For the types that don't impose additional restrictions I would say that it must be guarantee since it can't be anything else. For example NonZero only has the 0 bit pattern free, so None::<NonZero> can only be 0, similar for NonNull which can't be null (although is null guaranteed to be 0?). Things are a bit different for e.g. &T where T has an align bigger than 1, because now None::<&T> could be align_of::<T>+1 (not really practical, but there's no guarantee it's not like this).

Rather than saying that those bytes can take any bit pattern, which kinda implies they are initialized and have a specific value which must be carried over when moving, I would consider them padding bytes, which are just undefined/uninitialized.

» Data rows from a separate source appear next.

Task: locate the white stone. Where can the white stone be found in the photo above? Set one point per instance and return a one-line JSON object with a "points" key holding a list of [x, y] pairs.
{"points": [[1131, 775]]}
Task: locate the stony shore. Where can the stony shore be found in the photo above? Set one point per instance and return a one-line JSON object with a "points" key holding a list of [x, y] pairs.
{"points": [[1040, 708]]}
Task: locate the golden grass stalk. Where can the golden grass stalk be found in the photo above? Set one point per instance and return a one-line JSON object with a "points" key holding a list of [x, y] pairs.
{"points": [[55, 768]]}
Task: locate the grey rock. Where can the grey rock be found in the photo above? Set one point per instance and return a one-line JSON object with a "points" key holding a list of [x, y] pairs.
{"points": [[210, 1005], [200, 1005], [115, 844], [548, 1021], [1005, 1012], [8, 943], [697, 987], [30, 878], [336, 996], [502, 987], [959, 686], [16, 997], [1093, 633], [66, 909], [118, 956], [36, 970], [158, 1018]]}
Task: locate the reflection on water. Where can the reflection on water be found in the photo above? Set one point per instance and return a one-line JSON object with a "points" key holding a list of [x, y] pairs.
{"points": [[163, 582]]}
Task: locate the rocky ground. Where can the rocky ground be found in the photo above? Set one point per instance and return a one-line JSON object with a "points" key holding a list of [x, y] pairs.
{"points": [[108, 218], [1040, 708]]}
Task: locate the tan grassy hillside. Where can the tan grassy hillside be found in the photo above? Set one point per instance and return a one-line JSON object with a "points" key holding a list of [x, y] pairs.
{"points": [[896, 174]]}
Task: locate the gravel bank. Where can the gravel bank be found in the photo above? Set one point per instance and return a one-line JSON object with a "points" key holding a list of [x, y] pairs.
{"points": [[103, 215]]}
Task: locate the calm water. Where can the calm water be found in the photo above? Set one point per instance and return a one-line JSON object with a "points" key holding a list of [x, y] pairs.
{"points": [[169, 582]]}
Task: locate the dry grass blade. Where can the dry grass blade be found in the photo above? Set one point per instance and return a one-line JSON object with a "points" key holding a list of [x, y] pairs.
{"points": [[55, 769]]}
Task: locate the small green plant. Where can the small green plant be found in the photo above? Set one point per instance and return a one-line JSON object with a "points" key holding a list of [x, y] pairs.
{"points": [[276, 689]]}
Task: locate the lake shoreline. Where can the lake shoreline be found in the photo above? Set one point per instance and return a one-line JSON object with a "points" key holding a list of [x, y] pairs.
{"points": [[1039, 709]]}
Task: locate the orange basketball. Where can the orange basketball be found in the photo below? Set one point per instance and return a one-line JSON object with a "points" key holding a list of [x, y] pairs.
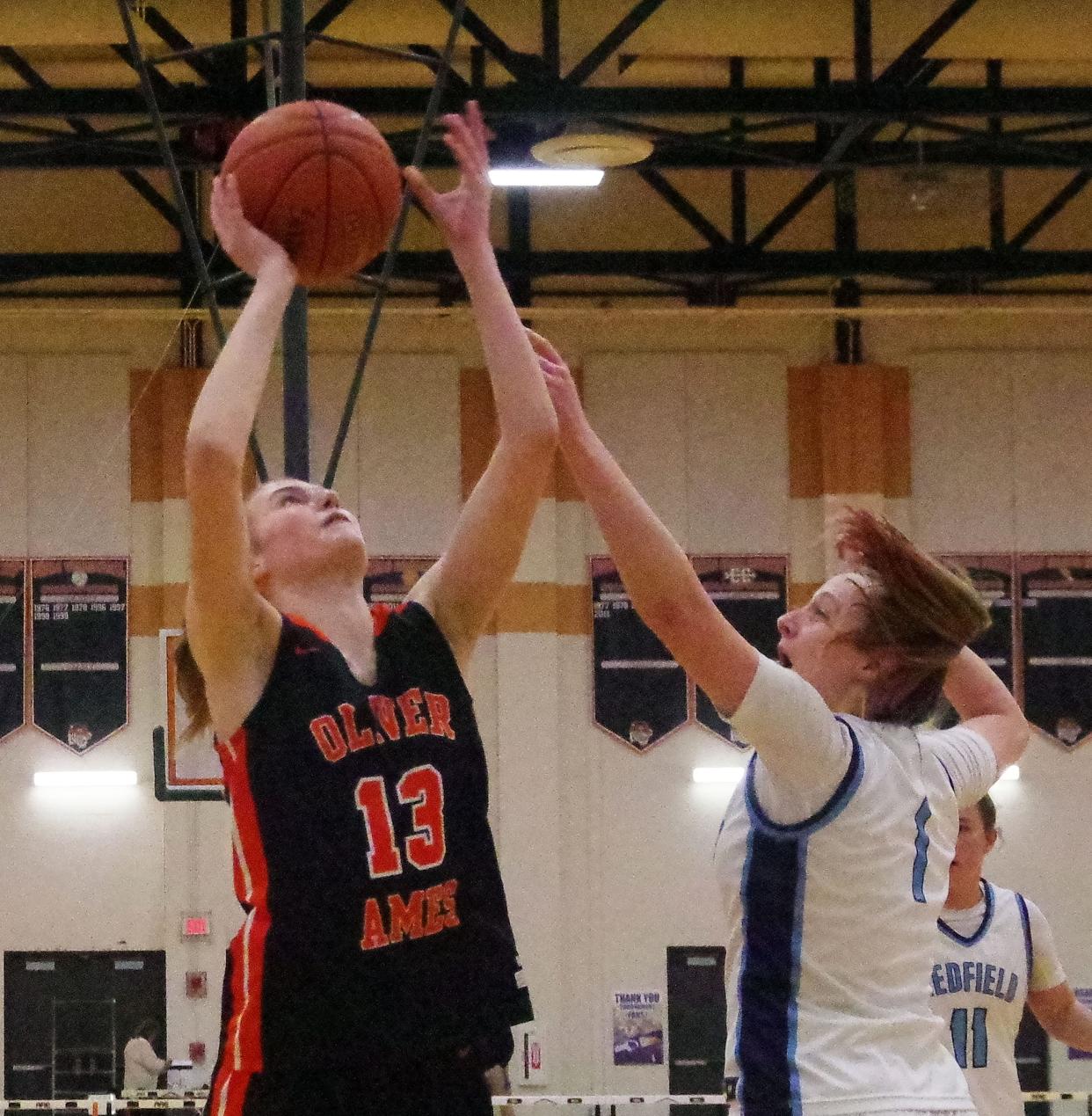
{"points": [[320, 179]]}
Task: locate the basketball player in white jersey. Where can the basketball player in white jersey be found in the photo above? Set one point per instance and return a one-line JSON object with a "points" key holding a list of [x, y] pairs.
{"points": [[834, 854], [996, 953]]}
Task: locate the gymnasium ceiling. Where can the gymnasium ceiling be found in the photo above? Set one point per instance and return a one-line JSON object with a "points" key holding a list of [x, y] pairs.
{"points": [[837, 148]]}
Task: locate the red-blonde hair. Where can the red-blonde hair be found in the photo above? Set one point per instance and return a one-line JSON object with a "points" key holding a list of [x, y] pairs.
{"points": [[919, 609]]}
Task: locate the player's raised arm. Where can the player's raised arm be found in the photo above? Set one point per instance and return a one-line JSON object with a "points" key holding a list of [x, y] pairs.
{"points": [[985, 705], [232, 630], [661, 584], [463, 588]]}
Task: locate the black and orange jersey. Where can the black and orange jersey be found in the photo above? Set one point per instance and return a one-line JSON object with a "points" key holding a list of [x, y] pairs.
{"points": [[376, 920]]}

Indeed, that's another sensible formulation, although I reckon that would be less convenient, since you would need to ensure not to read them accidentally (which is insta-UB even for a primitive integer).

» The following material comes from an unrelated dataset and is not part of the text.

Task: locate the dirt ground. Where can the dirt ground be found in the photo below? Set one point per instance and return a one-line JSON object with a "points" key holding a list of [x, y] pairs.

It is not even guaranteed that Vec<T> will contain NonNull, so it's possible that std::mem::size_of::<Vec<T>>() != std::mem::size_of::<Option<Vec<T>>>(). Edit: Incorrect, see @bluss's comment below.

It's reasonable to be skeptical, but the docs mention it in this case

Vec<T>:

The pointer will never be null, so this type is null-pointer-optimized.

2 Likes

Reading padding bytes is not UB by itself, it depends on where you put/how you interpret those bytes, which usually mean you're doing some kind of transmute so you already need to be careful. Note that this also happens with structs, it's not exclusive to Option and you already have to deal with it.

Writing them to [u8] is UB, however, and OP seems to need exactly that.

1 Like

I'm new to Rust, and it was an interesting discussion to follow. I see that using alloc_zeroed for a faster initialization is UB, so that's a clear cost of that solution. Admittedly, my question was more hypothetical. It did originate in a particular use case (which I didn't mention) but there the difference in performance between the slower and faster initialization is negligible in comparison to the total runtime. Also, as has already been pointed out, the cost of drop always remains. I guess a broader question would be, is it then a very niche optimization or is it more generally useful?

Many common vec elements don't have drop glue, so then there is no such cost. For example a Vec of &T.

Which part of the optimization do you mean exactly? The common case for Vec's use of alloc_zeroed is a use case like vec![0; N] which is specific, but quite common and useful. It's then extended to a few more neighbouring cases like the "non-nullable pointer optimized" types.

Which part of the optimization do you mean exactly?

I meant the initialization optimization that krdln posted in the beginning, for type Vec<Option<Vec<T>>>.